Search code examples
c++czlib

What could cause invalid distance too far back and how to modify zlib to fix it?


I am trying to decompress a raw stream of data from 3rd party source. The data is compressed with zlib library (version 1.2.13) and transmitted over TCP protocol. I was able to capture both compressed and uncompressed stream of data using WireShark and mix of reverse engineering methods:

Compressed form: 0xCA 0x05 0xDB 0xC8 0xE8 0x07 0x22 0x01 0x00

Uncompressed form: 0x6D 0x4D 0x7D 0x9B 0x7C 0x07 0x01 0x4E 0x7D 0x9B 0x7C 0x07 0x00

    z_stream strm;
    unsigned char in[9] = {0xCA, 0x05, 0xDB, 0xC8, 0xE8, 0x07, 0x22, 0x01, 0x00};
    unsigned char out[65535] = {0};

    strm.zalloc = Z_NULL;
    strm.zfree = Z_NULL;
    strm.opaque = Z_NULL;

    int ret = inflateInit2(&strm, -15);
    if (ret != Z_OK)
        return ret;

    strm.next_in = (unsigned char *) in;
    strm.avail_in = 9;
    strm.next_out = (unsigned char *) out;
    strm.avail_out = 65535;
    strm.total_out = 0;

    ret = inflate(&strm, Z_SYNC_FLUSH);

Initially, the inflate function returned -3 (with message "invalid distance too far back"). I then recompiled zlib with two modifications: added DINFLATE_ALLOW_INVALID_DISTANCE_TOOFAR_ARRR flag and changed sane = 0 in inflateResetKeep function to allow invalid distance.

After these modifications, calling inflate function I am getting the following result (in output buffer):

0x6D 0x00 0x00 0x00 0x00 0x00 0x01 0x4E 0x00 0x00 0x00 0x00 0x00

I've tried to debug this deflate stream with infgen tool but it gives me an error saying incomplete deflate stream.

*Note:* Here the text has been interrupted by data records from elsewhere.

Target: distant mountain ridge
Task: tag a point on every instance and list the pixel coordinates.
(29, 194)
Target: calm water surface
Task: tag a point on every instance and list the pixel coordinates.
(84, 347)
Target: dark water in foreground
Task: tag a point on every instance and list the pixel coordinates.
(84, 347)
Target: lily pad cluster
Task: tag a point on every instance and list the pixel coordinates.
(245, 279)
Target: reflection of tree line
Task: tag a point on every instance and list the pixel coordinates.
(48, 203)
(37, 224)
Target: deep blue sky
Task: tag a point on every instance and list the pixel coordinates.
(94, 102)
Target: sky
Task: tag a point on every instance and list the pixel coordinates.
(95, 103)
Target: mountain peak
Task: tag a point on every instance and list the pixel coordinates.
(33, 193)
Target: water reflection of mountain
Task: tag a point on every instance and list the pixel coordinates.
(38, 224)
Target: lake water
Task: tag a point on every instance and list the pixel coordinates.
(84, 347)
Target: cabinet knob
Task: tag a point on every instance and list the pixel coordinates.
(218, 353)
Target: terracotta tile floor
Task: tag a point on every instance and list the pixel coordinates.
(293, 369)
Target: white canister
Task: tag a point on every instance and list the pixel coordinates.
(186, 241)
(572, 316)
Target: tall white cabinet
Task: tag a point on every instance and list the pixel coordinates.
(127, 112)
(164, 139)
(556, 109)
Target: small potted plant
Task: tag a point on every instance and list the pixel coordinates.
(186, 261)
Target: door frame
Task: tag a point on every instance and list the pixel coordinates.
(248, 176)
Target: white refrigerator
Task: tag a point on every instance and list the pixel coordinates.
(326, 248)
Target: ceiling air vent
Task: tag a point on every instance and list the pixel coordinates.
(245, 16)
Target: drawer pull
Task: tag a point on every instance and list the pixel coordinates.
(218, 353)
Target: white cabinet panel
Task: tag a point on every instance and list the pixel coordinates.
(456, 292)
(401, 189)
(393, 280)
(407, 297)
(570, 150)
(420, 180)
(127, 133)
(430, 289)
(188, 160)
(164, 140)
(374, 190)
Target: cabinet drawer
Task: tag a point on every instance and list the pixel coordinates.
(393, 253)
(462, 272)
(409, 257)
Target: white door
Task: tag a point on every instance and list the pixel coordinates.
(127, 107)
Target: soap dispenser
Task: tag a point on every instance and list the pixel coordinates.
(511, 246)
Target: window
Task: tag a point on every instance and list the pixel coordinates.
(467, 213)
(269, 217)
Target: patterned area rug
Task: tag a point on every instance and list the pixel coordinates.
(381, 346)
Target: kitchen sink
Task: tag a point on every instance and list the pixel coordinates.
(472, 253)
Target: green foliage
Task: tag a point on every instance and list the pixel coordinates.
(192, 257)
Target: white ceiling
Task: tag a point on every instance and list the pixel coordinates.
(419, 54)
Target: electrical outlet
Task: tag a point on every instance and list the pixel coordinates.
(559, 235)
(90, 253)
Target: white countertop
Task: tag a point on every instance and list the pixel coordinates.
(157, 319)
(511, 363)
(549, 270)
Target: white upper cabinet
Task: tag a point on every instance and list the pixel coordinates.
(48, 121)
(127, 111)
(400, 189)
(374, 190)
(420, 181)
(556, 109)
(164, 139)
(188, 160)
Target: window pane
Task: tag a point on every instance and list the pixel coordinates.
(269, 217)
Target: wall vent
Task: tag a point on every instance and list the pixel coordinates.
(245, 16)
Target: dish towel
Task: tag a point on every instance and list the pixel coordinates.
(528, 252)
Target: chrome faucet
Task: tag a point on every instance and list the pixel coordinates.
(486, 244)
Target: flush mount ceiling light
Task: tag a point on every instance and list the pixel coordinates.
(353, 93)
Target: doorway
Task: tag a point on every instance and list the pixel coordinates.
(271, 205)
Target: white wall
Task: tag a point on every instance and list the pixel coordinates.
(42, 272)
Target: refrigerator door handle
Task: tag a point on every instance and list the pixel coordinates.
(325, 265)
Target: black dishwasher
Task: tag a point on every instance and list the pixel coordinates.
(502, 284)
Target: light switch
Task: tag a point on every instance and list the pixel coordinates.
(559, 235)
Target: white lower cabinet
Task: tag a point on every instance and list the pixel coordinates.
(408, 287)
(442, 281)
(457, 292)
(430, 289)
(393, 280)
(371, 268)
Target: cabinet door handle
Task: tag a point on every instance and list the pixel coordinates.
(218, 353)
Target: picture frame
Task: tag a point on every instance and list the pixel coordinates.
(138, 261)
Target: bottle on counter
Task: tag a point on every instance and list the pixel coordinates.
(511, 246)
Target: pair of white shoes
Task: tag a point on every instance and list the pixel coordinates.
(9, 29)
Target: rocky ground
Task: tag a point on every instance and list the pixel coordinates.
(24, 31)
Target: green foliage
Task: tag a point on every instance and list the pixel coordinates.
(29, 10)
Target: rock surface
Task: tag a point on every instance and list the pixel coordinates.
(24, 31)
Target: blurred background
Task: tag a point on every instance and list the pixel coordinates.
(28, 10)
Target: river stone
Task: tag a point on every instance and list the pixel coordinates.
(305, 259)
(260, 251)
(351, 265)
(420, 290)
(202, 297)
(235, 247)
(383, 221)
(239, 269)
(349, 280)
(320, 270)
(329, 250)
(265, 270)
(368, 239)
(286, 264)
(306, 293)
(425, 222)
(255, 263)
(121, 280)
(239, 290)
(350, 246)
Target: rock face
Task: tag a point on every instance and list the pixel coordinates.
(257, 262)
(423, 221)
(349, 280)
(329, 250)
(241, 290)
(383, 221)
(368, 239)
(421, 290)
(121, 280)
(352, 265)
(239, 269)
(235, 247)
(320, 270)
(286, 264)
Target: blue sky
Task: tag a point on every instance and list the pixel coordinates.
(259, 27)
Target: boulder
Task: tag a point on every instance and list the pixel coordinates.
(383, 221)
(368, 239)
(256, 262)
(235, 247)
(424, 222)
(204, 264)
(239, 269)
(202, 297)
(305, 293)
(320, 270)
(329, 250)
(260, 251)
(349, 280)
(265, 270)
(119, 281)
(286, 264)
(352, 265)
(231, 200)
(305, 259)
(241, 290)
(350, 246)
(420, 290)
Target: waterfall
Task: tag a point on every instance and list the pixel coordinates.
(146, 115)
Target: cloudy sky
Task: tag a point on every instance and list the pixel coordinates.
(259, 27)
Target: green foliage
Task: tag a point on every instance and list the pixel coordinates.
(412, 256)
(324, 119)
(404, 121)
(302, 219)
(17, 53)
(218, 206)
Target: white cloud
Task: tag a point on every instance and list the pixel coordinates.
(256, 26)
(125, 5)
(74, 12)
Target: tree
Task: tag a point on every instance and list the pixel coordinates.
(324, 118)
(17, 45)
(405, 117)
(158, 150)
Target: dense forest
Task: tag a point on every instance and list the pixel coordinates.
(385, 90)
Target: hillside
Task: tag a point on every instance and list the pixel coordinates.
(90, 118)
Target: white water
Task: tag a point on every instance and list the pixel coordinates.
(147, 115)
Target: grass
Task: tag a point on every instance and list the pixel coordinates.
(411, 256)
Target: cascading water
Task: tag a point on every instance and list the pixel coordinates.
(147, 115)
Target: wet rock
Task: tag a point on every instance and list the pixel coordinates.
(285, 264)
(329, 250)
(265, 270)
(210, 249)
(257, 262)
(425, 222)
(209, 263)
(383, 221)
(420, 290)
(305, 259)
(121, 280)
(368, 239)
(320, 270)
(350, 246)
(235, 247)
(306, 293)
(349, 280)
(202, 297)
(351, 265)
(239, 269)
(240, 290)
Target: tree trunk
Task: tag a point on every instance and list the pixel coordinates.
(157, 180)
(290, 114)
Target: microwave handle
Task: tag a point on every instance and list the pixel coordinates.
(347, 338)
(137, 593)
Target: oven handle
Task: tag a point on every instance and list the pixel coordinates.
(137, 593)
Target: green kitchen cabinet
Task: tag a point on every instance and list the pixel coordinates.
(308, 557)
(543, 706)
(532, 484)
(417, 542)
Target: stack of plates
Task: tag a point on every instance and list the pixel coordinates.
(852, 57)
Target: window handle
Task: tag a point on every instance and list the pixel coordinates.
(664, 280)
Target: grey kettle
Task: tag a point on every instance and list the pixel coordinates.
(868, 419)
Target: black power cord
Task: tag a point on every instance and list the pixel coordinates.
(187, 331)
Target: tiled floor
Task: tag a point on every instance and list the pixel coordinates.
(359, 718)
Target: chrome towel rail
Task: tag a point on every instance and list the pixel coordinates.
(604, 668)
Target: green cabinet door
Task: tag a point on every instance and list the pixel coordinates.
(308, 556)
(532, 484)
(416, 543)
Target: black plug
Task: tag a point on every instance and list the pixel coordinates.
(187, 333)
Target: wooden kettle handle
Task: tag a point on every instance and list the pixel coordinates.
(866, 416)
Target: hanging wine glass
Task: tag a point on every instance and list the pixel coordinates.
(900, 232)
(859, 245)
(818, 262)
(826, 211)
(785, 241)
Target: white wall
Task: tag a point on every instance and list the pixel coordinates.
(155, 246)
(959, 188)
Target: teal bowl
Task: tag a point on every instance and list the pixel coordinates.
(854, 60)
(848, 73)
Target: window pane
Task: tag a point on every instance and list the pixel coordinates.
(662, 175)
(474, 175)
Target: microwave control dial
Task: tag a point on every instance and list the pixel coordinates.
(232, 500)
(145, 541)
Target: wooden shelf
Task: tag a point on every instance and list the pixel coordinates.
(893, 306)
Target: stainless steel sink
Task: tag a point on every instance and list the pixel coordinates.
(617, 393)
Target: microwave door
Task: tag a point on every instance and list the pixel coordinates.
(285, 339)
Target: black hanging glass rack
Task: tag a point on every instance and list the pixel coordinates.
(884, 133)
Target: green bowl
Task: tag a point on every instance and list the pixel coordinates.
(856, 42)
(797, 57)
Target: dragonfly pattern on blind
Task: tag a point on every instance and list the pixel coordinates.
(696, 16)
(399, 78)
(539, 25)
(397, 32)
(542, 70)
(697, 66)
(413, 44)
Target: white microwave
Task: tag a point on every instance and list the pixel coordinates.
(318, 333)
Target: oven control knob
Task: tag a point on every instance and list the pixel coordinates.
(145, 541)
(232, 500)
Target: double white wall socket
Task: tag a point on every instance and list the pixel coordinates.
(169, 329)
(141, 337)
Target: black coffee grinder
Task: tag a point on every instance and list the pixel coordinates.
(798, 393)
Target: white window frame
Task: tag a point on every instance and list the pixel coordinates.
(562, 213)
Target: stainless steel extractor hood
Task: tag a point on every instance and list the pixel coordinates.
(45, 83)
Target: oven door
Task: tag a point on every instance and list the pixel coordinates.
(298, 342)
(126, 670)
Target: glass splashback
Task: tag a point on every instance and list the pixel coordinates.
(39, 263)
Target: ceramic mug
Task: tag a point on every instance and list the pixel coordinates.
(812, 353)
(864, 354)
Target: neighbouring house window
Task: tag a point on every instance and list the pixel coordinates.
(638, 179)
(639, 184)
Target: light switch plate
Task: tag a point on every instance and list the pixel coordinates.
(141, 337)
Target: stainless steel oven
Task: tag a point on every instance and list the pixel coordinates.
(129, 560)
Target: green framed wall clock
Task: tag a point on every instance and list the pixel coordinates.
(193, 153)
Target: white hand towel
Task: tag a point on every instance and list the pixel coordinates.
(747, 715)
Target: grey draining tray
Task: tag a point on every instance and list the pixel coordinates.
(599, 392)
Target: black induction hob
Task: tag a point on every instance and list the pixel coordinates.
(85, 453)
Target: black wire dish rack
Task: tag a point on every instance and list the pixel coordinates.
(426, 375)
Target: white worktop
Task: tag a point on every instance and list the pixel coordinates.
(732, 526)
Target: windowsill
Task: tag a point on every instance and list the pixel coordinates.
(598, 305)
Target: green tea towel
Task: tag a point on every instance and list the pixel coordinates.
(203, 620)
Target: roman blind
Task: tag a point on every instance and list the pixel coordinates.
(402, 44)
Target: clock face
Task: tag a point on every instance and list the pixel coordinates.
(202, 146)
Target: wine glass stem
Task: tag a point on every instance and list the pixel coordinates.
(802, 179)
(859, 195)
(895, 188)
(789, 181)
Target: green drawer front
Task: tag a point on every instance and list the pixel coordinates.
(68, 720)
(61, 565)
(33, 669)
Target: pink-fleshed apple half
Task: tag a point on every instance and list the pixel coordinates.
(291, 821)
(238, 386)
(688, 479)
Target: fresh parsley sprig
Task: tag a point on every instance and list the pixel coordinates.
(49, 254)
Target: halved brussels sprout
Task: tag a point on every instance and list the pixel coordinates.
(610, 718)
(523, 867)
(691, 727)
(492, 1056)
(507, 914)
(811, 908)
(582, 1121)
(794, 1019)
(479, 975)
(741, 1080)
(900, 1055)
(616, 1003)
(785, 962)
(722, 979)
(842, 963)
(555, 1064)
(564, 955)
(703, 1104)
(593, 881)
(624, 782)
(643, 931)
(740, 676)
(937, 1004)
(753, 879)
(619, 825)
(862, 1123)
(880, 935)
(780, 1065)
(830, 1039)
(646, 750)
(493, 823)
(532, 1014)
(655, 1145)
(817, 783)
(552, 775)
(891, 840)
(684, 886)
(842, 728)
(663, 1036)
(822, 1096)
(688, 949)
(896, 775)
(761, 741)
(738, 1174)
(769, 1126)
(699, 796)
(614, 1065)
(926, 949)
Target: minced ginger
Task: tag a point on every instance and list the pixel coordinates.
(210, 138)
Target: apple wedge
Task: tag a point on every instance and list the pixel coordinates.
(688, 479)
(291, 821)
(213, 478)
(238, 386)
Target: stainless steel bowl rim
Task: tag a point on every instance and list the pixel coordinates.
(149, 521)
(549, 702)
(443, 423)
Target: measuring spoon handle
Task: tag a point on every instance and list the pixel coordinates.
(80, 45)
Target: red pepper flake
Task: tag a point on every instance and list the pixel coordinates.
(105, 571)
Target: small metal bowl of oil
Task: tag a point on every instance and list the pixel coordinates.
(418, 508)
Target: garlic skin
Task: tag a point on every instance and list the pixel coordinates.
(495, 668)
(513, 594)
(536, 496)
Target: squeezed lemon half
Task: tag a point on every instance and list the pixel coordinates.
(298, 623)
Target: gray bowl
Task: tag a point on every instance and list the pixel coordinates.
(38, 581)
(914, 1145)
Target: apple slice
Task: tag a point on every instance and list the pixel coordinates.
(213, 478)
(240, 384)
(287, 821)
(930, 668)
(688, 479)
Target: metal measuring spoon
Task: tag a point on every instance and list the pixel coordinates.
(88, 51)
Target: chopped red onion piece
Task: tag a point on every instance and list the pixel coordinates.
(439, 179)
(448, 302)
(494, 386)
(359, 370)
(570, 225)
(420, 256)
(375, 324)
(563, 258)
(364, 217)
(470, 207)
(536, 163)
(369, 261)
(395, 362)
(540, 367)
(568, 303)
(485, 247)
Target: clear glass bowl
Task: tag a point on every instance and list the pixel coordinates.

There is a chance that the deflate stream comes from modified zlib library (but I am not sure about it). Could anyone point me in right direction, please?


Solution

  • Your data is a fragment of a deflate stream. Those bits disassembled are:

    ! infgen 3.0 output
    !
    fixed
    literal 'm
    match 5 114
    infgen warning: distance too far back (114/1)
    literal 1 'N
    match 4 6
    end
    !
    stored
    infgen warning: incomplete deflate data
    

    It needs five bytes from 113 bytes before the start of this data, which would be part of an earlier portion of the deflate stream. Later, four of those five bytes that you don't have get repeated again.

    It is not possible to get the data you are expecting just from that fragment of a deflate stream. The 0x4D 0x7D 0x9B 0x7C 0x07 you are expecting has to come from somewhere else.